Desse modo, é no exercício de uma linguagem que comporta signos vazios em que não se diferencia a linguagem como sistema de signo da linguagem “assumida como exercício pelo indivíduo”, portanto, língua e discurso, que a língua é atualizada. Todavia, Benveniste (1949/1995) ainda se pergunta o que acontece no exercício de linguagem em relação à chamada terceira (não)pessoa82. Ou seja, qual a relação dos indicadores de subjetividade com essa instância de não pessoa com o Ele e o Isso? Para ele:

A “terceira pessoa” representa de fato o membro não marcado da correlação de pessoa. É por isso que não há truísmo em afirmar que a não-pessoa é o único modo de enunciação possível para as instâncias do discurso que não devam remeter a elas mesmas, mas que predicam o processo de não importa

quem ou não importa o que, exceto a própria instância, podendo sempre esse

não importa o que ser munido de uma referência objetiva. (BENVENISTE, 1949/1995, p.282)

Por certo, para esse linguista, a função dessas instâncias seria apenas de representação sintática, substituindo um ou outro dos elementos do enunciado. Entretanto, não se trata de uma subjetividade: Esta criança escreve melhor agora do que o fazia no ano passado, é o exemplo que ele nos oferece na sequência dessa citação feita, em que a forma o substitui o ato de escrever. Mas, não há, nessa sentença uma indeterminação, já que o referente na sintaxe está definido em relação à sua forma remissiva.

Assim sendo, esses elementos não seriam indicadores de pessoa, de subjetividade, e também não construiriam em seu entorno os shifters enunciativos, conforme Benveniste (1949/1995).

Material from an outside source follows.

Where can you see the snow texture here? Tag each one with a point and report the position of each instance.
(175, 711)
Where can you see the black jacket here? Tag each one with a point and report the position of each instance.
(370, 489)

Porém, em se considerando a linguagem atualizada na clínica – portanto, em sua possibilidade enunciativa –, a relação entre linguagem e constituição subjetiva, e o fato de o locutor na situação referir-se a si mesmo pela indeterminação ou pela inversão pronominal, pergunto qual a relação dessa (não)pessoa com sua enunciação e o que os shifters mostram dessa relação com o campo da linguagem? De fato, é preciso situar que a dita (não)pessoa em questão seria justamente o Isso, o sujeito do inconsciente em constituição. Nesse sentido, esses indicadores mostrariam a relação que é possível entre sujeito e campo da linguagem e que poderiam até ter efeito de significante possibilitando, na narrativa enunciativa, mostrar ou não isto, dada que narrar comporta pessoas, tempo, espaço, percurso, entre outros e, como um

mito, deve versar sobre o ser de que se trata. Também, ressalto que esses shifters comportam as manifestações imaginárias nesse percurso de constituição do sujeito e, isto não é pouca coisa frente aos impasses nesse percurso, já que, por vezes, é pelas vias do Imaginário que o pequeno sujeito se arrasta antes sua possibilidade de autismo.

Por fim, são esses funcionamentos de língua (ecolalias, reprodução por espelhamento, repetição, paralelismo sintático e na entonação, o ritmo repetitivo, a indeterminação pronominal e os shifters) que Cadu lança mão para atar-se como sujeito: constituem sua língualinha, esta com estatuto de amarração sinthomática, fazendo o contorno ao imperativo do Real em seu impasse subjetivo e cerzindo uma hiância nessa estrutura e, diante disso, ser sujeito do inconsciente não é, para Cadu, sucumbir ao Um solitário, ao império de gozo irredutível.